Some non-Indian studios have made inroads into the Indian film market, Sony and Disney being the most prominent. The more worldly tastes of the Indian diaspora audiences have nudged Bollywood films closer to Hollywood models. But generally speaking, Bollywood and Hollywood remain parallel but distinct worlds. It’s hard to imagine mainstream American film audiences lining up to watch a three-hour masala film with classical Indian dance numbers and an arranged marriage plot. American audiences’ tastes in excess tend to run toward the technological rather than the melodramatic.

But there are other, less obvious reasons why the American and Indian film industries have never worked together. (By the way, I know Bollywood and the Indian film industry aren’t the same thing; it’s just easier in a short piece to referred to them as if they were.) The Mumbai-based film industry is notoriously clannish. If Hollywood has the social structure of a high school, Bollywood is a small family business. Outsiders, even from India, have a tough time breaking into the business. Furthermore, Hollywood executives may want to stuff bulletproof vests under their power suits if they really want to do business in Mumbai. Because of funding restrictions on Indian films, one significant source of funding is organized crime. A few years ago Roshan’s father took a few bullets from some mobsters unhappy about his refusal to accept their creative input. Bollywood is plagued by petty crime as well. Piracy of Indian films around the world is rampant. Even paying customers aren’t exactly gold mines. Worldwide Bollywood sells a billion more tickets a year than Hollywood, but total grosses are a tenth of the American film industry.

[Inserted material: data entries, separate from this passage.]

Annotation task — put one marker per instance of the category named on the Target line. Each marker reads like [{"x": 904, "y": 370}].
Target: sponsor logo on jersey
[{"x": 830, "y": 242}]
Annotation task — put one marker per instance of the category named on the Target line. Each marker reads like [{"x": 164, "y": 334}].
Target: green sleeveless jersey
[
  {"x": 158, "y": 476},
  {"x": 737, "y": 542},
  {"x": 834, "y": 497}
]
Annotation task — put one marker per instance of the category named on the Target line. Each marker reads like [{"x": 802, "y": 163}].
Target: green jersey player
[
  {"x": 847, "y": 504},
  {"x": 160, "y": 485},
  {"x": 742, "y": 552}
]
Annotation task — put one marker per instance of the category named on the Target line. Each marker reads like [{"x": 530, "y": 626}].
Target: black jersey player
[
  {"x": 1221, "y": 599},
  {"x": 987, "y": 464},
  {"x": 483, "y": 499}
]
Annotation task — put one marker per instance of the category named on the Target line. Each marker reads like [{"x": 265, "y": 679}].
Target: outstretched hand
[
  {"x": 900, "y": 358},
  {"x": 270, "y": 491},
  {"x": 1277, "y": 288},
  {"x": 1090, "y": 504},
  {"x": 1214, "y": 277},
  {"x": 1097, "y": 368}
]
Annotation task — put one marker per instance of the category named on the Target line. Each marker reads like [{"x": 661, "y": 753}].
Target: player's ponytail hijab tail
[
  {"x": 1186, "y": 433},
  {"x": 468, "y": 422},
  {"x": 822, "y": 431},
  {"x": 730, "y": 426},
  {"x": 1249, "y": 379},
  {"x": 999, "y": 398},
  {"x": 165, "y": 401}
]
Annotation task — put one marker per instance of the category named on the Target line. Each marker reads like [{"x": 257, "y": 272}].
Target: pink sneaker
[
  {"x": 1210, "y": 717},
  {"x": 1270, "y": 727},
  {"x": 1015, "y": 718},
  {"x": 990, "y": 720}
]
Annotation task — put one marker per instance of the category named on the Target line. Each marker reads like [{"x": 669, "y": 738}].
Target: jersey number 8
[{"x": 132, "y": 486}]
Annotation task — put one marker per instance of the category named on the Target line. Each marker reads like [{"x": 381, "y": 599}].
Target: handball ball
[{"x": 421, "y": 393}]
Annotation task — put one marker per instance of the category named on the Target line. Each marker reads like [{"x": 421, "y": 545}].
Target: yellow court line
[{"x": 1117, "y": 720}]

Finally, despite its global profile, Bollywood remains rooted in the particulars of Indian culture. What Salman Rushdie once called the "Epico-Mythico-Tragico-Comico-Super-Sexy-High-Masala-Art" is designed to dazzle both the illiterate lumpenprolitariat and information-age workers. Bollywood films exert a powerful mythological tug for audiences caught between traditional values rooted in village life and the materialism of the gleaming data centers. This is why marriage plots are so important. The blockbuster Jodhaa Akbar is about a 16th-century arranged marriage. As Henry Fielding knew in the 18th century, the tension between an arranged marriage and a romance is central to a middle class person’s struggle for self-definition in the early stages of capitalism. Hollywood, of course, is equally obsessed with the marriage plot, but at the other end of the same historical process. Hollywood is more concerned with the threat to romance posed by late capitalism.

In any case, perhaps if Brad Pitt lived with his parents, like Hrithik Roshan does, then maybe American audiences, and Hollywood producers, will be ready for the Super-Sexy-High-Masala-Art. In the meantime, Hollywood will continue to try to find a role or two for a dewy-eyed beauty like Aishwarya Bachchan before returning her home to Mumbai, where she lives with her husband’s parents.